Перед московским концертом ПЬЕР БАСТЬЕН побеседовал с ИРИНОЙ Ъ-КУЛИК о роботах, электронной музыке и дадаизме.
— Ваш механический оркестр — это музыкальный инструмент или же визуальная инсталляция?
— Мне комфортнее, когда звук остается как бы на заднем плане. Но я все же воспринимаю себя как музыканта, а не как представителя современного искусства. Художник на моем месте создал бы уже 20 различных миров, а мне интересно исследовать один-единственный мир. Я меняю музыкальные композиции, а не картинку.
— Вы ищете новые звучания или новые способы производить звук?
— Я придумываю новые процессы. Например, в последнее время я начал работать с моими машинами вручную — но вы не столько услышите это, сколько увидите. Раньше я просто запускал мои машины и смотрел, как они играют. А теперь я сам взаимодействую с ними, вхожу в сконструированный мною мир — правда, в полный рост я там все же не помещаюсь. На экране, куда проецируется картинка с камеры, снимающей наш концерт, вы увидите только мои пальцы.
— Откуда пришла идея вашего оркестра — из музыки, из искусства, из литературы?
— Отправной точкой была все же литература: я начал конструировать мой оркестр после того, как прочел французского фантаста и предтечу сюрреализма Раймона Русселя, писавшего очень необычные романы, состоящие почти сплошь из описаний всяких невероятных изобретений. В изобразительном искусстве для меня, наверное, был важен дадаист Франсис Пикабиа с его механоморфными картинами. Собственно музыкальные влияния не были решающими. Хотя, несомненно, для меня много значит минимализм — знаете, все эти оркестры, которые играют немного как машина, как, например, оркестры у Стива Райха. В последнее время слушаю я в основном электронную музыку — именно она сейчас наиболее изобретательна ну и потому что у меня там много друзей, например Афекс Твин. Единственное, чего мне не хватает в электронной музыке,— мы никогда не видим, как именно она делается, например, как работает диджей. Между тем сами вращающиеся винилы, которыми он манипулирует,— очень красивая вещь. Марсель Дюшан, например, когда-то сделал работы с вертушками для пластинок — "Роторельефы". Странно, что никто из диджеев не вернулся к его идее. А вот те видеомиксты, которые сопутствуют электронной музыке, я не понимаю — мне никогда не удалось понять, как связаны звук и изображение.

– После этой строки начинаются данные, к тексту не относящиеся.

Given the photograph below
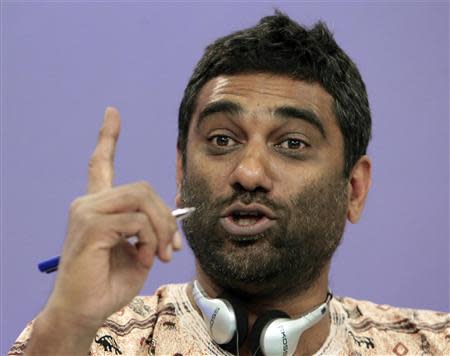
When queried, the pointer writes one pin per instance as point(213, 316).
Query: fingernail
point(177, 241)
point(169, 251)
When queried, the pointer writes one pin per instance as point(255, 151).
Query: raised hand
point(100, 271)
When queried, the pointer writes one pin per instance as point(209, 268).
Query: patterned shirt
point(167, 324)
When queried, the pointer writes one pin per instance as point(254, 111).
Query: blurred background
point(64, 62)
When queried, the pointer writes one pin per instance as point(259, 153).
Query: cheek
point(215, 174)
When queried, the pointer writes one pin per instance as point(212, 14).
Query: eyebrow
point(285, 112)
point(289, 112)
point(222, 106)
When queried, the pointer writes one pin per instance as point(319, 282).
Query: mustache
point(244, 197)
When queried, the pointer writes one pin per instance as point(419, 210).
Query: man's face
point(264, 167)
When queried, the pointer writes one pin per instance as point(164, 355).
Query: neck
point(295, 306)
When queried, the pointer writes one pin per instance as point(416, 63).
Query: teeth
point(246, 221)
point(247, 213)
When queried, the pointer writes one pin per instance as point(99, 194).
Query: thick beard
point(282, 261)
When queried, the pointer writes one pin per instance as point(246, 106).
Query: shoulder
point(391, 329)
point(130, 330)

— Кто-то из деятелей электронной культуры сказал, что дело в том, что и музыка, и виио созданы на одном и том же компьютере и при помощи схожих программ.
— Тогда мы становимся игрушкой в руках инженеров, которые изготавливают компьютеры. А именно этого я хотел бы избежать. Это не имеет ничего общего с интересующим меня исследованием механической, роботоподобной музыки, с которым пока очень мало кто работает.
— В Японии существует целый оркестр роботов.
— Это может быть очень интересно. Но все зависит от того, что именно эти роботы играют. Их ведь могут заставить исполнять Моцарта — и это будет свидетельством полного отсутствия воображения. Зачем роботу играть Моцарта? Зачем заставлять его подражать живому музыканту, ведь он может сыграть то, на что неспособен ни один человек? У робота ведь может быть не 10, а 20 или 40 пальцев, и писать для него нужно какие-нибудь небывалые фортепьянные концерты для 40-палых музыкантов. Моя музыка — это скорее нечто противоположное. Мои машины могут сыграть гораздо меньше, чем живой музыкант. Именно поэтому я играю с ними охотнее, чем с людьми. Люди играют слишком много — они знают слишком много музыки, они стремятся показать свое умение. А машинам не надоедает играть три ноты десять минут подряд.
— Но вы все же работали со многими примечательными людьми, как музыкантами так и художниками. Каким образом им удалось вписаться в вашу механическую утопию?
— Каждый раз эти взаимоотношения складывались по-разному. С художником Пьерриком Сореном нас сближает общее несколько дадаистское мироощущение, чувство смехотворности мира и в то же время желание делать очень простые и в то же время волшебные вещи — знаете, как в старых фильмах Жоржа Мельеса, которые мы оба очень любим? С музыкантом и композитором Паскалем Комеладом, с которым я сотрудничал скорее как один из музыкантов его оркестра — он только один раз играл вместе с моими машинами, нас объединяет столь редкий в современном мире интерес к нестандартным оркестровкам. А Алексей Айги, с которым мы не в первый раз выступаем сегодня,— один из крайне редких музыкантов, который, несмотря на все свое классическое мастерство, готов играть вместе с моими самодельными машинами, играющими заведомо плохо.